Qualifying self-pay patients before they become self-pay patients
When RCA rolled out our Pre-admit screening services (years ago) we knew we were headed in a direction that no other third-party eligibility vendor had gone before. Our clients were very excited about this new service and the overall response from the industry was positive. Pre-admit screenings helped drive insured patients to the hospital who would have otherwise been self-pay. Surprisingly, this service is still just as cutting edge as it was 10 years ago and we often find ourselves introducing the service during meetings with hospital management.
The process is simple and easily integrated into existing or new eligibility operations. Our representatives receive referrals from clinics, hospital staff, financial counselors and other community sources prior to a patient’s scheduled service/appointment at the hospital. RCA then conducts the eligibility screening, gathers the necessary documents and assists with the application process to help enroll the patient with Medicaid. Procedures that are related to surgery, pregnancy, cancer or any other condition that would eventually lead them to your facility can be leveraged to begin qualifying the patient for financial assistance before it impacts hospital resources and A/R.

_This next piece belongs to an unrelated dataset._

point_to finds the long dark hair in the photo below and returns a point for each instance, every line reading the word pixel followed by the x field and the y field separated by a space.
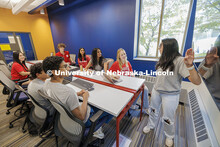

If you find yourself like many other facilities, and are seeing an increase in self pay volumes, it may help to consider the lasting benefits the Pre-Admit service can offer the hospital, the physicians and the patients. A successful Pre-admit program will result in quicker certifications & reimbursements, more billable visits, coverage on previous medical bills, increased patient loyalty and community perceptions and all around better communication.